Reviewed by J.R. Davidson
Elizabeth Tallent’s mother refused to hold her when she was born. This rejection was a triggering point, subconsciously stored until years later, sending Tallent on a lifelong quest to make herself lovable. By her mid-thirties, having written four novels and several short stories, Tallent collapsed into a “perfectionist seizure.” She couldn’t finish anything for over twenty years, having become enthralled with a beauty that was always just out of reach. In her own words, “As a perfectionist I leave a lot to be desired, and if you leave a lot to be desired, you’re unlikely to run out of desire.” With Scratched, Tallent has finally mustered enough courage and self-trust to bravely define her flaws and to show us her work in its radiantly imperfect form.
Tallent’s obsession with being perfect and writing perfectly is both a driving force and a crippling disability that haunts her to the present day. She spends a substantial amount of her memoir reimagining her birth. Tallent scratched herself either in utero or in the hospital nursery, as many newborns do. The scratches usually heal quickly and leave no lasting scars. Post-partum, Tallent’s mother told the nurses that she was too upset and put off by her baby daughter’s scratches to hold or feed her. We are not told and will never know if her mother’s unseemly behavior is a result of “twilight sleep” anesthesia, or if she actually abhorred so severely the sight of her “imperfect” infant that she refused to accept her. Nevertheless, Tallent correlates her self-inflicted scratches with her lifelong struggle to perfect herself in order to be loved. As her life unfolds, Tallent graciously avoids bitterness and owns her perfectionism with humility.

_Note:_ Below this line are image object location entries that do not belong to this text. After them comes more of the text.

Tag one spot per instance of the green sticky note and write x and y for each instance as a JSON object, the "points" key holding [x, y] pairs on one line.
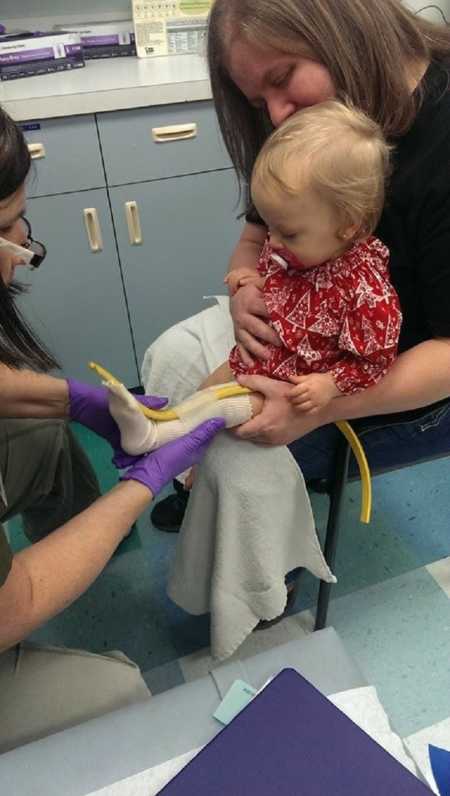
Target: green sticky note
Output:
{"points": [[236, 698]]}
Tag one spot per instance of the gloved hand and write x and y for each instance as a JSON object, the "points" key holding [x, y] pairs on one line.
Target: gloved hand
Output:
{"points": [[155, 470], [90, 407]]}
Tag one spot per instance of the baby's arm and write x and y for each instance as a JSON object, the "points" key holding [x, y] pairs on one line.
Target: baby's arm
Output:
{"points": [[239, 277], [224, 374], [313, 392]]}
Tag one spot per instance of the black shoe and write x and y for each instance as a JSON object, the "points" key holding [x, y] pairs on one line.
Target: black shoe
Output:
{"points": [[168, 513], [293, 589]]}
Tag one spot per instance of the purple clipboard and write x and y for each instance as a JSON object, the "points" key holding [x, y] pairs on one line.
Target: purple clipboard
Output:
{"points": [[292, 741]]}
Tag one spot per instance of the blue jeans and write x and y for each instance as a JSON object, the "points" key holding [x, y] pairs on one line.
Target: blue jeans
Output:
{"points": [[388, 444]]}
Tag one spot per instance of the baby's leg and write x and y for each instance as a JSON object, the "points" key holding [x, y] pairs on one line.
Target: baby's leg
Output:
{"points": [[139, 434]]}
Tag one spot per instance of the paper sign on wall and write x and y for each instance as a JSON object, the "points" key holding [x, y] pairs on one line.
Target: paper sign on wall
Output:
{"points": [[169, 27]]}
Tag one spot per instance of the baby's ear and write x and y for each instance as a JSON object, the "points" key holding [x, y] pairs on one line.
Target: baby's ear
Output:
{"points": [[351, 232]]}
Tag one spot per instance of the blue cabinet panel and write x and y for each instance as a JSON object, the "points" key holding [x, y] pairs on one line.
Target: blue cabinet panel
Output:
{"points": [[72, 159], [77, 304], [189, 230], [132, 155]]}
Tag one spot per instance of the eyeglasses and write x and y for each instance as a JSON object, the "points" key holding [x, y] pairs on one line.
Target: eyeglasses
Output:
{"points": [[38, 248]]}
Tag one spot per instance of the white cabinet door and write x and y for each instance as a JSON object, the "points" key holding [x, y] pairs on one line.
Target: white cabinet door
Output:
{"points": [[188, 228], [77, 303]]}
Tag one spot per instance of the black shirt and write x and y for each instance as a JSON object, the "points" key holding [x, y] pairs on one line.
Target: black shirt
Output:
{"points": [[415, 224]]}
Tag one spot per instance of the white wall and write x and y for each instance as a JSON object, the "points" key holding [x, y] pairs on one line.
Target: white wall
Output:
{"points": [[49, 11], [431, 13]]}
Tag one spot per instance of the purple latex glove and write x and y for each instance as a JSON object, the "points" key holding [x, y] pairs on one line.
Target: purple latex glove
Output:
{"points": [[155, 470], [89, 406]]}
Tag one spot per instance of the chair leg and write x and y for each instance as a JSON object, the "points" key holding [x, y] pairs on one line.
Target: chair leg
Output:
{"points": [[336, 495]]}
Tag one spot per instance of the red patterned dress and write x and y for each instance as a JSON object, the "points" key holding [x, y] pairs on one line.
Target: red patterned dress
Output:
{"points": [[342, 317]]}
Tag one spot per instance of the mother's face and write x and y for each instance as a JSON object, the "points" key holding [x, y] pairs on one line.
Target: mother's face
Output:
{"points": [[281, 82], [13, 229]]}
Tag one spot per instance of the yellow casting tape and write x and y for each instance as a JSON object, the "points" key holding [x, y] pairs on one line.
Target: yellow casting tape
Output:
{"points": [[235, 389]]}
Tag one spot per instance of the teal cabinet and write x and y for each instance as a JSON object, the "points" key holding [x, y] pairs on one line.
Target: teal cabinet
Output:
{"points": [[76, 301], [188, 230], [138, 210]]}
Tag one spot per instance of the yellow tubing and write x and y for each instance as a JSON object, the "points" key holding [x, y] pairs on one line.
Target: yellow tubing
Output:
{"points": [[235, 389], [364, 471]]}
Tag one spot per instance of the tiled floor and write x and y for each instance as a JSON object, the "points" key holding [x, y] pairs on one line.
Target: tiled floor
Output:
{"points": [[391, 605]]}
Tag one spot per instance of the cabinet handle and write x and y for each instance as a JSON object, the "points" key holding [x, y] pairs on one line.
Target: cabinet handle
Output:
{"points": [[36, 151], [175, 132], [133, 223], [93, 230]]}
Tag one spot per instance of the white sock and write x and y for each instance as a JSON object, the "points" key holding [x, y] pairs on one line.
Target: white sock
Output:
{"points": [[139, 434]]}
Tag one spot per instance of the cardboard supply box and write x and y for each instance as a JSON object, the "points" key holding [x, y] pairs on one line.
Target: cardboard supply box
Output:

Several subsequent events further illuminate possible sources for Tallent’s insecurities. Many conversations and gaslighting scenes portray her mother as being a textbook case of borderline personality disorder. Her father is described as typical of the Eisenhower era with a buzz cut, horn rimmed glasses, and a short sleeve button down. He smokes, flirts with her mother’s nurses, and ignores Tallent’s childhood pleas to go to the hospital when she fractures her arm. After a disagreement in college, Tallent’s parents bluntly tell her, “We want nothing more to do with you.” It would be an understatement to say that Tallent’s neuroses are justified, if not altogether uncommon. Her strength lies in how accurately she pinpoints her condition.
Tallent self-diagnoses the connection between the loss of parental love and her perfectionism with heart wrenching clarity: “[T]he loss of love . . . this skeptical affliction is rooted in the soppiest gullibility, perfectionism a love letter the psyche sends to an unresponsive Other, swearing “I’ll change everything if you will only come back.” This passage should elicit a visceral response in anyone who has children.
She vividly captures her strict-liability, no recourse family as one “in which only the lusty prosecution of mistakes – one’s own, others’- proves one’s integrity.” However, Tallent never lets her past make her resentful. She fully acknowledges her own role in her perfectionist story. “I guess I will start here: confronted with, ashamed of, my enthrallment. It doesn’t matter what it’s cost me, perfection’s destined deliverance is what I believe in, unerring rightness, beauty the barest millimeter beyond this page.”
Despite its merits, much of Scratched is written in passive voice via the author’s stream of consciousness, making it – at times – somewhat difficult to follow. A few scenes come across as unrealistic or unnecessarily antagonistic. For instance, Tallent reimagines her father joining the nurses, shortly after she was born, to watch the White Sox play baseball. The commentary just doesn’t work. “[E]very fumble grieved.” (You don’t fumble in baseball). “Right down the line and it’s….strike three!” (You would hit a ball right down the line, not throw a pitch.) These are minor issues, to be sure, but they should have been caught.
Likewise, Tallent’s exploration of femininity and her contrasts between the sexes often come dramatically unprompted. One reviewer called her early work “luminous,” and Tallent questions, “Did the work of male writers get called ‘luminous’ or was it a girl word, was the vagina luminous and the penis brilliant?” The reader is left wondering where that question came from. Is luminous not good enough?
Shortly after the baseball gaffe, Tallent goes on a tangent about an imagined Freudian conversation between her father and a nurse, exploring colloquialisms on genitalia which again has no real connection to the surrounding scenes. In a later passage on men, she makes awkward references to her father’s fashions, the neighborhood boys, and the JFK assassination, all of which feel tangential at best.
Yet, to appease Tallent’s wrath, Scratched is more than luminous. It glows. It shines brilliant, fresh, redeeming light into the dark traps and illusions of perfectionism. Tallent knows that perfectionism is futility, but she still believes in its promise of creating something beautiful. We should be thankful for her self-deception and self-awareness. It is not perfectly expressed here, and it never will be, and that is OK. On the very last page of the acknowledgements, Tallent boldly asserts her self-acceptance: “It gives me pleasure to say: Errors are all mine.”